The 2nd XV, known as the Aberdeen Wanderers Warriors development squad, were promoted into the Caledonia League Division 3 North League after the collapse of Division 4 at the start of the season. The Warriors finished 6th in the league.

In Scottish Rugby's Club Youth Red Conference League, the Under 13 to Under 18 teams at Aberdeen Wanderers teamed up with Deeside RFC and played as "Deeside Wanderers". The youth section came 2nd in the Conference overall.

For the Caledonia Youth Regional Competition, Aberdeen Wanderers Under 15s, Under 16s and Under 18s, combined with Aberdeen Grammar Rugby players to form a combined team called "Granite City Colts". The Under 15s and Under 18s teams got through to the semi-final of their cup competitions, where the Under 16s won the Plate in their age group of the competition.

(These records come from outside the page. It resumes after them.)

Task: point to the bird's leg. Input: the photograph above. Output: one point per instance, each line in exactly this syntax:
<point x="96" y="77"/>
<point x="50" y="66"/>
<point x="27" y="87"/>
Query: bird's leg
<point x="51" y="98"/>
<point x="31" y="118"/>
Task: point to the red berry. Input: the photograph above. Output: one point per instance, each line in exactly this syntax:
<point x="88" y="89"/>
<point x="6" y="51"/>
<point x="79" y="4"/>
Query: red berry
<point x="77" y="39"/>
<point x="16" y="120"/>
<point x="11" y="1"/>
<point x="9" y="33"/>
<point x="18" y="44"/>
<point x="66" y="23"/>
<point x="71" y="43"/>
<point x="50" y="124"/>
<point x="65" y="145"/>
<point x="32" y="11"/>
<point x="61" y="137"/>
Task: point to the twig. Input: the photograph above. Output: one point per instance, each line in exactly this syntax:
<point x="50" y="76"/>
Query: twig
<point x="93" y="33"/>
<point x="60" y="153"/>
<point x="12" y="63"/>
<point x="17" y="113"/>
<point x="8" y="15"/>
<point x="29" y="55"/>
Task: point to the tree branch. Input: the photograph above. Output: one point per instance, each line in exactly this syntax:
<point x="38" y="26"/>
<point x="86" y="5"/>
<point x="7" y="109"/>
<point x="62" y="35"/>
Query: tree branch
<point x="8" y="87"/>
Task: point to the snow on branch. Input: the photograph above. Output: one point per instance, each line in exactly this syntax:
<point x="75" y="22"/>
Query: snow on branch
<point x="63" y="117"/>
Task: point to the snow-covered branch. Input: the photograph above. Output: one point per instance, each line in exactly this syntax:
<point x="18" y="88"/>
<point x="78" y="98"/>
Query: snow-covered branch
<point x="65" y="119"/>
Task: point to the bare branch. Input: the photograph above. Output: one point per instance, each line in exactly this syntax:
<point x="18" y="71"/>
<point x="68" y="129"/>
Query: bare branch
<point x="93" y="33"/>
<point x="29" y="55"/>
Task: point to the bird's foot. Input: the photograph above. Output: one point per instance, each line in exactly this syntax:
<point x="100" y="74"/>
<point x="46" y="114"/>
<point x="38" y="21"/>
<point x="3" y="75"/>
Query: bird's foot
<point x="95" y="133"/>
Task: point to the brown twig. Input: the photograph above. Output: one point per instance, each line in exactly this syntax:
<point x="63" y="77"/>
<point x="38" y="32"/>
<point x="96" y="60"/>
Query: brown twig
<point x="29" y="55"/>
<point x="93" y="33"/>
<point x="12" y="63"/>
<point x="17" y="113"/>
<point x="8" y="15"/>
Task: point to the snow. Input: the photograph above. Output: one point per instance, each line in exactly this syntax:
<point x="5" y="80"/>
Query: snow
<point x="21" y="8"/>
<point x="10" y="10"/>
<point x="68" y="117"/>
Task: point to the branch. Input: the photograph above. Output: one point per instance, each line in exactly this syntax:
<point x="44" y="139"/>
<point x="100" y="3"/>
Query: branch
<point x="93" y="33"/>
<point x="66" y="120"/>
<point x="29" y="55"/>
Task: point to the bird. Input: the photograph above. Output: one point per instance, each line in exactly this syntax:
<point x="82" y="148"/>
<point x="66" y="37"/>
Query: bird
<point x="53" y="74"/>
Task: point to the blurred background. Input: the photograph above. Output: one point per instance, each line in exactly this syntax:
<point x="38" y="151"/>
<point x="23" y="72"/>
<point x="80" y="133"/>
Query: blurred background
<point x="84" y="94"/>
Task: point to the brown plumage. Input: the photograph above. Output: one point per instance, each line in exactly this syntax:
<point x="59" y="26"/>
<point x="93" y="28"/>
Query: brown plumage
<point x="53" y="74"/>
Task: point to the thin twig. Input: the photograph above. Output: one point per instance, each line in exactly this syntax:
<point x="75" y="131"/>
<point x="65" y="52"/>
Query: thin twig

The Under 15 and Under 18 girls combined with other North East Scotland rugby clubs to enter the National Girls Cup Competition as "Grampian Girls Rugby", which saw the Under 15s get to the Cup semi final and the Under 18s to the Shield semi final. Both of these semi final games were played at Aberdeen Wanderers home ground.

==Sevens tournament==

The club have hosted the Sam Lobban Trophy sevens tournament annually since 2018. It is a charity rugby sevens event in memory of their former player. Proceeds go to Mental Health Charities in Aberdeen.